Le SCFP, qui représente des employés d'Hydro-Québec et de certaines villes, entre autres, offre aussi des conditions en or. La rémunération moyenne des employés y est de 130 449 $ et les avantages sociaux représentent 26 % de cette somme. Surtout, le SCFP permet à ses employés de prendre leur retraite à partir de 50 ans s'ils ont accumulé 30 années de service (facteur 80), ou sinon à 60 ans.

Pour ceux qui voudraient prendre leur retraite plus tôt, la pénalité est de seulement 3 % par année, un taux vraiment très bas. Ce taux est aussi de 3 % à la FTQ et de 4 % à la CSN.

Un tel taux est nettement moindre que le rendement nécessaire pour financer une retraite hâtive (environ 6 %), estiment les actuaires. Autrement dit, un employé qui prend une retraite hâtive dans ces trois syndicats est en fait subventionné par les autres employés et par l'employeur pour partir plus tôt.

Je m'interroge : comment les membres peuvent-ils accepter que leurs cotisations syndicales servent à subventionner les retraites hâtives de leurs délégués syndicaux ?

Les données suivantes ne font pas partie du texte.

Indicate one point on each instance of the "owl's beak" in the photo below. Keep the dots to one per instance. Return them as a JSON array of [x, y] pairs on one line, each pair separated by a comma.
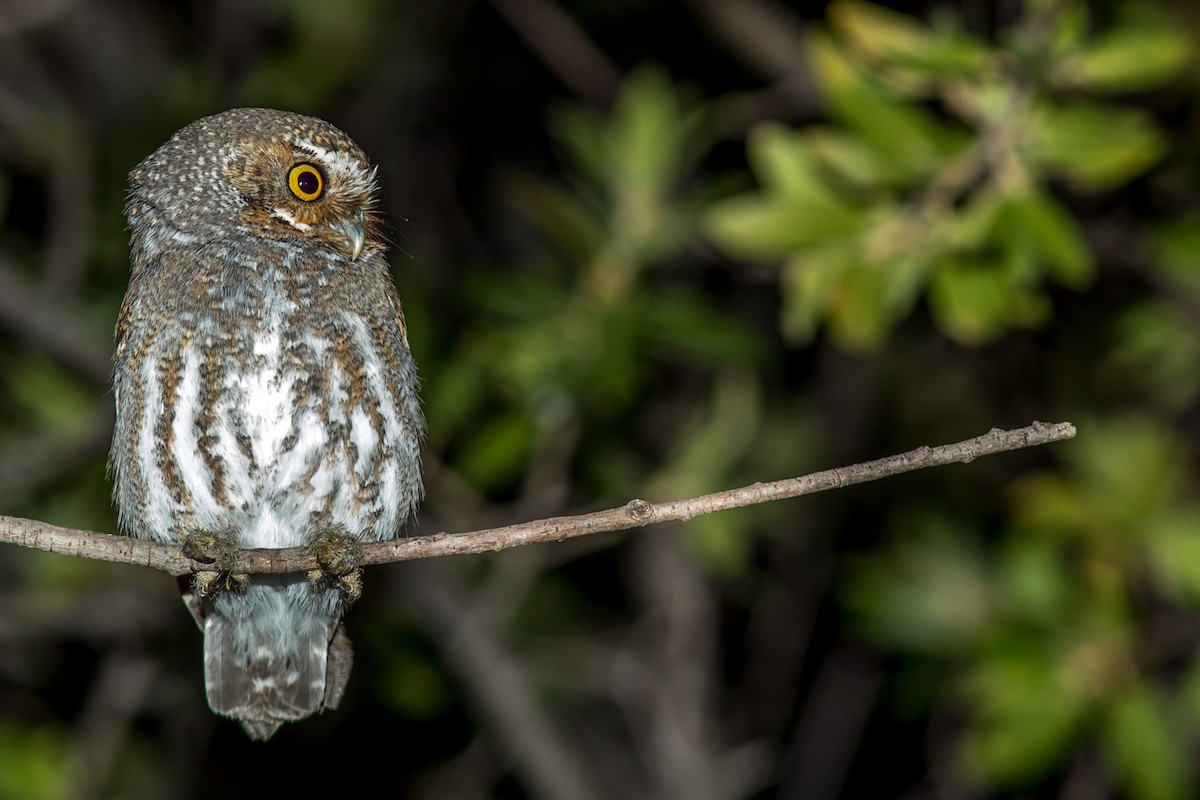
[[355, 234]]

La générosité plus grande des conditions à la SCFP pourrait en partie s'expliquer par le fait que le syndicat est pancanadien. Les salaires qui y sont versés sont comparés à un marché où les employés sont mieux payés (Ontario, Alberta, Ottawa, etc.).

Toutefois, il reste surprenant que le SCFP continue d'être aussi généreux dans le contexte où ses vérificateurs l'ont averti que sa dette est sous-estimée de 87,5 millions. Cette sous-évaluation est attribuable aux coûts futurs du programme d'assurance maladie de ses employés, que le SCFP n'a pas pleinement comptabilisés. Le SCFP m'indique qu'il renfloue progressivement cette dette, mais ne veut pas faire d'autres commentaires.

Je l'ai dit et je le répète : je crois que l'action syndicale est tout à fait légitime. Mais je crois aussi que les employés doivent être traités dans le respect des membres qui les paient (et, bien sûr, en tenant compte de leurs responsabilités et du marché).

Au fils des ans, j'ai dénoncé le même genre d'abus chez les médecins, les patrons d'entreprises en Bourse, les employés municipaux, les députés et bien d'autres. Le problème, avec les syndicats, c'est que leur noble mission empêche les membres et le public de jeter un oeil critique sur leurs finances. Pourtant, les Québécois versent 1 milliard de dollars de cotisations syndicales par année...

1. Il s'agit de la rémunération moyenne des syndiqués des organisations de 200 employés et plus, avantages sociaux compris (part du régime de retraite et des assurances payés par l'employeur), selon l'Institut de la statistique du Québec.

2. À la retraite, l'employé touchera des prestations qui représentent ses trois meilleures années de service. Le taux de rente est de 2 % multiplié par le nombre d'années de service.